One of the tools we use a lot at work is SQL Server Management Studio (SSMS), used to connect to our clustered MS SQL server instances. I’ve been using SSMS 2008, since the 2005 version can’t connect to MS SQL 2008 instances, and we’re now running both versions of the servers.

I installed SSMS 2008 in my Windows 7 VM, typed in the connection string and the authentication information, and… it can’t connect. This worked perfectly on my old Vista install, so I’m pretty sure I should be able to connect to the clusters – it’s remotely possible that IT changed the firewalls, but unlikely, a lot of people would be complaining.

I started digging into how SQL Server connections actually work, particularly with clusters. And I came across this great post on a MSDN blog that explains what actually happens when you connect to a SQL Server cluster instance, and things became more clear.

Basically, when you connect to a named instance on a cluster, there’s a bunch of UDP traffic going back and forth to tell you where you should really be connecting to, and the responses aren’t necessarily coming back to the client from the same server IP on the cluster it sent them to.

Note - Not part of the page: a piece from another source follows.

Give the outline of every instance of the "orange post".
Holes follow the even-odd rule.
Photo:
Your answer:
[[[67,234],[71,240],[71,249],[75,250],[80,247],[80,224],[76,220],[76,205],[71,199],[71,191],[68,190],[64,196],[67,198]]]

This can be seen as broken if your firewall doesn’t expect it, and I rather expect VirtualBox’s NAT handling will have no idea what to do with it and just drop the inbound UDP packets.

I’ve tried an end-run around this by installing SQuirrel SQL directly in Ubuntu, which is moderately working – I can connect to the named instance on the cluster if I specify the TCP port directly, but for some reason I can see databases but not the tables or procedures or other actually useful objects. Not sure what’s causing this, but I ran out of time yesterday.

More work is needed – in the mean time I’ll go with what the dev architect who runs Linux does, and RDP into some other machine that has SQL Management Studio installed. It’s not a perfect solution, but I’m sure I’ll find some workable solution.